APIs & Integrations

taran42
Contributor

Duplicate Companies

SOLVE

When I make a call via Python to get all my companies, I am only getting 250 contacts. If I set the max to 500, I get 500, but HubSpot duplicates the companies. So halving that would still only be 250. If I set the max for 1000, I get 1000, but HubSpot quadruples the values (meaning I'm still only getting 250 unique values). I should have 340 companies. Any ideas why HubSpot would do this? It seems to not be paginating properly or something.

 

import requests
import json
import urllib

# Maximum number of results to cycle through
max_results = 1000
hapikey = 'APIkey'
# Specify the number of companies to return in the API call (default is 100, max is 250)
limit = 250
company_list = []
# Set the properties to retrieve in the URL (&property=prop_name)
get_all_companies_url = "https://api.hubapi.com/companies/v2/companies/paged?&properties=hs_object_id&"
parameter_dict = {'hapikey': hapikey, 'limit': limit}
headers = {}

# Paginate your request using offset
has_more = True
# has_more lets the program know if there are more companies to cycle through
while has_more:
	parameters = urllib.parse.urlencode(parameter_dict)
	get_url = get_all_companies_url + parameters
	r = requests.get(url= get_url, headers = headers)
	response_dict = json.loads(r.text)
	has_more = response_dict.get('has-more') or False
	company_list.extend(response_dict.get('companies') or [])
	parameter_dict['Offset']= response_dict.get('offset')
    # Exit pagination, based on what ever value you've set your max results variable to
	if len(company_list) >= max_results:
		print('maximum number of results exceeded')
		break
print('loop finished')

list_length = len(company_list)

print("You've succesfully parsed through {} company records and added them to a list".format(list_length))

 

I updated the post with my current code. Maybe it'll help.

 

@dennisedson I tagged you since you seem to eventually find and reply to all of my posts anyways, regardless of your Python expertise. 😄 

2 Accepted solutions
taran42
Solution
Contributor

Duplicate Companies

SOLVE

@dennisedson if you learned Python, would that be so bad? 😄  I'm actually fairly new to Python myself. I've only been using it for the last couple of months. The problem is I was just thrown in the deep in with it, not having a chance to learn it. I come from a web development background, so I have some coding experience, but not with stuff like this.

 

I have no problem with the Contact code, and it's set up almost exactly like Companies and Deals. How many contacts you parse through, whether they're paginatined or not, is shown at the top of the prompt when you run the code. So for Contacts, it lists all 2k+ I have. With Companies and Deals, it's listing whatever I set my Max Results to.

 

So just twenty minutes or so ago, a friend helped me to figure out how to get the Companies to return properly. He noted that the offset value isn't defined. I added offset=250 under the limit and I was able to get all 340 companies. However that same fix did not work for Deals. So I'm halfway there. 

 

I have no idea why Contacts, Companies and Deals work so differentlyl from one another when they're basically the same thing. It's like three different designers coded the API.

 

I use Visual Studio Code to look for errors, which works much like Postman does. I usually code in Notepad++ though.
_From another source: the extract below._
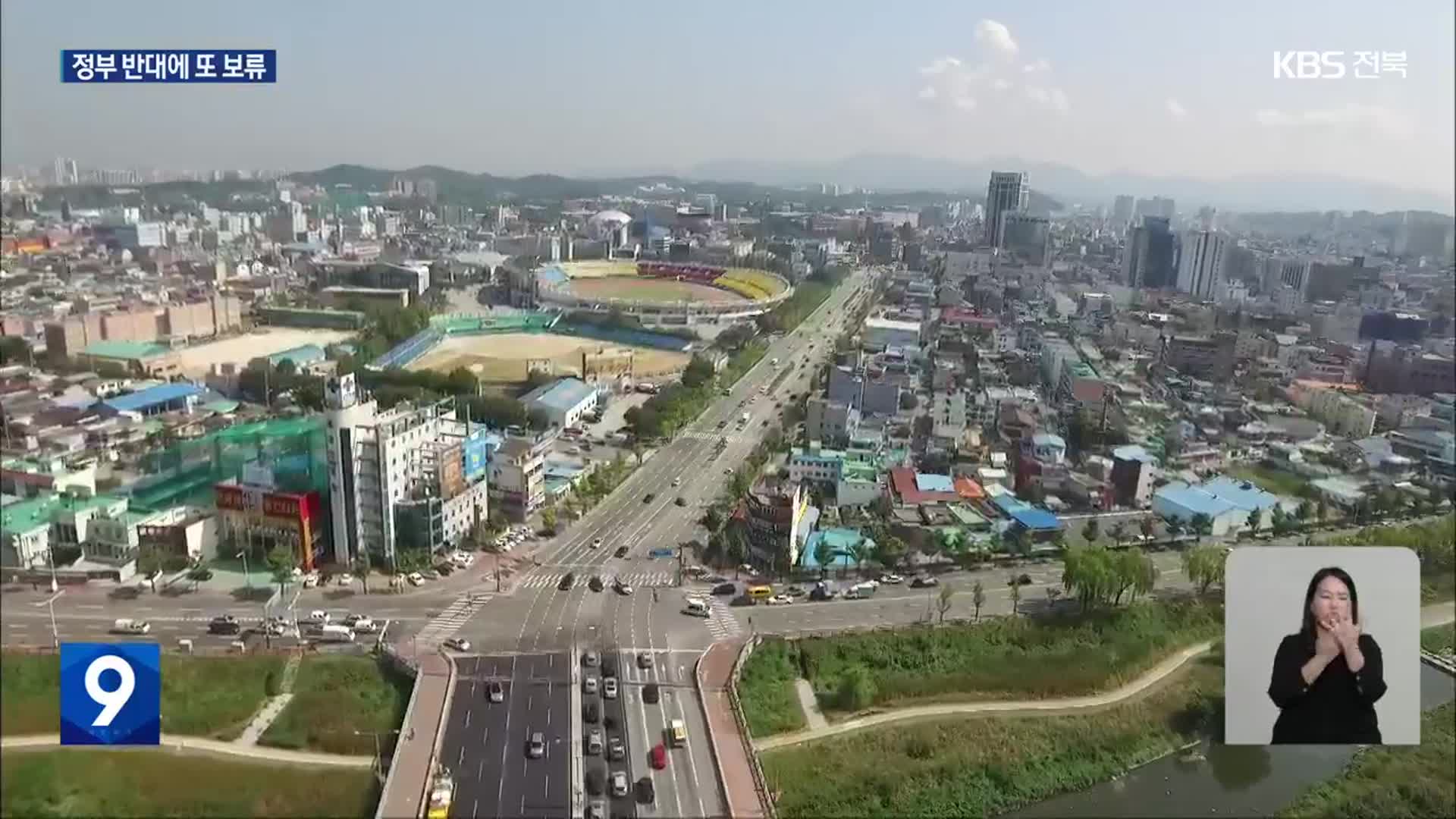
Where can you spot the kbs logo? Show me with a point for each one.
(1332, 64)
(111, 694)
View solution in original post

0 Upvotes
taran42
Solution
Contributor

Duplicate Companies

SOLVE

The same friend helped me with Deals. It turns out that the offset needed to be set on it as well (which I did) and that has more should be called as hasMore instead of has-more. The HubSpot documentation seems to be really broken, at least when it comes to the Python API calls. Everything I was using I had pulled from the documenation, but I kept running into numerous errors. Little things like has more is used as hasMore, has_more and has-more throughout Contacts, Companies and Deals. One would think they'd all be the same. Also limit and count are used interchangeably. There are several other errors I struggled with while using the documentation that I got help with here and there. And being new to Python, I didn't know how to spot and fix those errors.

 

I know I am using V2 and HubSpot uses V3 now, but I tried V3 and still had pagination problems. So I just stuck with what I was already familiar with.
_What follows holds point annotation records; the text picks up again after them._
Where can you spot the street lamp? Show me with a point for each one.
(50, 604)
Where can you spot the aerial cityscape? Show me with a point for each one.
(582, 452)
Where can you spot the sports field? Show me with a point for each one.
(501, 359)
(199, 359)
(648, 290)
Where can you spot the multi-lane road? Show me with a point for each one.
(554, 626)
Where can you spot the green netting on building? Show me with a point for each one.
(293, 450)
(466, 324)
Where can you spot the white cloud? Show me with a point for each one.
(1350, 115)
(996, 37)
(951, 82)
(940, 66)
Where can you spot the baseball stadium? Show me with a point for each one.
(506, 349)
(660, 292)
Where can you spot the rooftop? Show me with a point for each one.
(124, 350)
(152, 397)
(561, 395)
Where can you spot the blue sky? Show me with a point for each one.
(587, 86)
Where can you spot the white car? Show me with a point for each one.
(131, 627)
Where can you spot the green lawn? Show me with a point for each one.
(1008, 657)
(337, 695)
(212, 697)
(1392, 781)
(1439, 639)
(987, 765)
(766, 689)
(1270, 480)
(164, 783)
View solution in original post

0 Upvotes
4 Replies 4
dennisedson
HubSpot Product Team
HubSpot Product Team

Duplicate Companies

SOLVE

@taran42 , my old friend! 

Is there a way to print out the second iteration of the loop to see what the offset is?

Have you tried to use something like postman to test that request? 
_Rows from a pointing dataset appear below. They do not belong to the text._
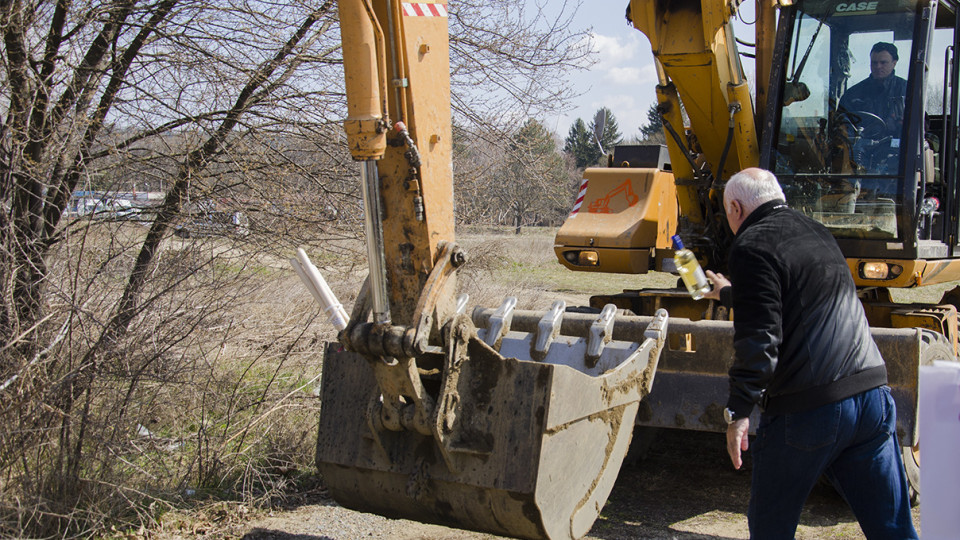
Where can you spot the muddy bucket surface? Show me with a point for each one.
(531, 449)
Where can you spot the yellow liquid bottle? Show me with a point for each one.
(689, 269)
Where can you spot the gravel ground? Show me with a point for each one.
(685, 488)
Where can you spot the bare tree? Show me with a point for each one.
(133, 363)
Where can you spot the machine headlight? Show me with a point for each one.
(582, 258)
(589, 258)
(879, 270)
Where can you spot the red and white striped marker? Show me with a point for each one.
(580, 196)
(423, 9)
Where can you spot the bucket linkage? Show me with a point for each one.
(513, 433)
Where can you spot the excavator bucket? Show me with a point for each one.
(515, 433)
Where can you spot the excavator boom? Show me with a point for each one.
(428, 413)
I see what you are doing.  You are forcing me to learn Python.  Sneaky.

 

Calling my Python crew @akaiser , @khookguy , @wfong!  I am beginning to think that we need to set up a python room 🙂

Do you guys have any idea what is going wrong here?

 

Thanks all!!

0 Upvotes
taran42
Solution
Contributor

Duplicate Companies

SOLVE

@dennisedson if you learned Python, would that be so bad? 😄  I'm actually fairly new to Python myself. I've only been using it for the last couple of months. The problem is I was just thrown in the deep in with it, not having a chance to learn it. I come from a web development background, so I have some coding experience, but not with stuff like this.

 

I have no problem with the Contact code, and it's set up almost exactly like Companies and Deals. How many contacts you parse through, whether they're paginatined or not, is shown at the top of the prompt when you run the code. So for Contacts, it lists all 2k+ I have. With Companies and Deals, it's listing whatever I set my Max Results to.

 

So just twenty minutes or so ago, a friend helped me to figure out how to get the Companies to return properly. He noted that the offset value isn't defined. I added offset=250 under the limit and I was able to get all 340 companies. However that same fix did not work for Deals. So I'm halfway there. 

 

I have no idea why Contacts, Companies and Deals work so differentlyl from one another when they're basically the same thing. It's like three different designers coded the API.

 

I use Visual Studio Code to look for errors, which works much like Postman does. I usually code in Notepad++ though.

0 Upvotes
taran42
Solution
Contributor

Duplicate Companies

SOLVE

The same friend helped me with Deals. It turns out that the offset needed to be set on it as well (which I did) and that has more should be called as hasMore instead of has-more. The HubSpot documentation seems to be really broken, at least when it comes to the Python API calls. Everything I was using I had pulled from the documenation, but I kept running into numerous errors. Little things like has more is used as hasMore, has_more and has-more throughout Contacts, Companies and Deals. One would think they'd all be the same. Also limit and count are used interchangeably. There are several other errors I struggled with while using the documentation that I got help with here and there. And being new to Python, I didn't know how to spot and fix those errors.

 

I know I am using V2 and HubSpot uses V3 now, but I tried V3 and still had pagination problems. So I just stuck with what I was already familiar with.

0 Upvotes
dennisedson
HubSpot Product Team
HubSpot Product Team

Duplicate Companies

SOLVE

@taran42 , Glad you got it figured out.  The key benefit to the V3 API is to bring consistency to the APIs as you are not alone in thinking that they were built in silos.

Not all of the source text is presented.